XAI-Grounded Explanation Generation for Speech Deepfake Detection with Training-Free Multimodal Large Language Models
2026-06-15 • Computation and Language
Computation and LanguageArtificial Intelligence
AI summaryⓘ
The authors address the problem of explaining how speech deepfake detection (SDD) systems make decisions. They note that traditional explanation methods are often low-level and hard for humans to understand, while explanations generated by large language models (LLMs) can be vague and unsupported by evidence. To fix this, the authors propose a new method that combines evidence from explainable AI (XAI) with LLMs to create more specific and grounded explanations without needing additional training. They tested their approach on a dataset called PartialSpoof and found it significantly improved explanation accuracy and reliability, as confirmed by human reviews.

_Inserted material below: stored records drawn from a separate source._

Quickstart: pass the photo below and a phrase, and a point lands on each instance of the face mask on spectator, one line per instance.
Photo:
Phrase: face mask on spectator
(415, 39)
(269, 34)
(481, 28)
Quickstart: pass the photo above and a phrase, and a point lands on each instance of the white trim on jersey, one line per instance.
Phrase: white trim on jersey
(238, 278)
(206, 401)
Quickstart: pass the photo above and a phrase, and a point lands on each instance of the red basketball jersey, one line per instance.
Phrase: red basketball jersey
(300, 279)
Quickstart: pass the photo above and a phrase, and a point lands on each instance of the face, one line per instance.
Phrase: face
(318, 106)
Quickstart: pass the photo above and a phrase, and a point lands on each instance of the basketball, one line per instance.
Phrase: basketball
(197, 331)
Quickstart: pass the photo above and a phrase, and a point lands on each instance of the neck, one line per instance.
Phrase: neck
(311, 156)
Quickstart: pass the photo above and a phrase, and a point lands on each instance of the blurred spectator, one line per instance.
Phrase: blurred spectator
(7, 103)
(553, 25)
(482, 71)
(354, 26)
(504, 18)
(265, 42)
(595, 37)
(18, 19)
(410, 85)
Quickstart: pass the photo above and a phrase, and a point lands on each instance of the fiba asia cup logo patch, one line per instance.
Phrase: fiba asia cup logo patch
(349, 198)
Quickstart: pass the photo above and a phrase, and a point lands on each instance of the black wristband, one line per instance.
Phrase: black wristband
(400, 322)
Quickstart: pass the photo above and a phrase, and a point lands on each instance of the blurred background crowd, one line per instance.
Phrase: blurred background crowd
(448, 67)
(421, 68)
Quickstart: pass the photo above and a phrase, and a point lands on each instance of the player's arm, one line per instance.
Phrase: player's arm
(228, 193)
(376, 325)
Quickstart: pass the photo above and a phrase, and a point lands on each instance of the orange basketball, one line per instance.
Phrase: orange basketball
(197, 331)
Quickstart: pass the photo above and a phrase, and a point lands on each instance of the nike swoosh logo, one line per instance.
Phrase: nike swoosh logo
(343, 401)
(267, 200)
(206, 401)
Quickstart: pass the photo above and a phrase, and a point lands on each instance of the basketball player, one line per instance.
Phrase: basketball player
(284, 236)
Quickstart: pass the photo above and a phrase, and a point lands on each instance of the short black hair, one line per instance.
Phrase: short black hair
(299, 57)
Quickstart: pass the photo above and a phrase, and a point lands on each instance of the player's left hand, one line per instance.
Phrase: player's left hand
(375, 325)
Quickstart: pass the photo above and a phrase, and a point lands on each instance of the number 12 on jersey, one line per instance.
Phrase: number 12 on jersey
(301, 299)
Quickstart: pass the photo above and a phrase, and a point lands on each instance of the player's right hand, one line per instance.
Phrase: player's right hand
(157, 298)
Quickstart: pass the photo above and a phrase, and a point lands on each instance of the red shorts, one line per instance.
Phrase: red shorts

Speech Deepfake DetectionExplainable AIGradient-based AttributionLarge Language ModelsMultimodal ModelsGrounded ExplanationsPartialSpoof DatasetFaithfulness EvaluationHuman EvaluationTraining-free Framework
Authors
Yupei Li, Qiyang Sun, Xiaoliang Wu, Chenxi Wang, Berrak Sisman, Björn W. Schuller
Abstract
Speech deepfake detection (SDD) systems require trustworthy explanations for reliable decision-making. Existing explanation ways mainly fall into two categories. Traditional explainable AI (XAI), such as gradient-based attribution, produces low-level attribution signals tightly coupled with model decisions, and harder to be understood by human than natural language explanations. Meanwhile, large language model (LLM)-based explanation generation often produces generic and ungrounded descriptions due to the lack of heuristic evidence and task-specific supervision, stemming from limited grounded explanation datasets for SDD. We therefore propose a training-free explanation framework that integrates XAI evidence with multimodal LLMs to generate grounded and specific explanations. Using the PartialSpoof dataset, we construct a grounded explanation dataset and show that methods with XAI increase inside accuracy by over 45\%, verified through human evaluation and faithfulness checks.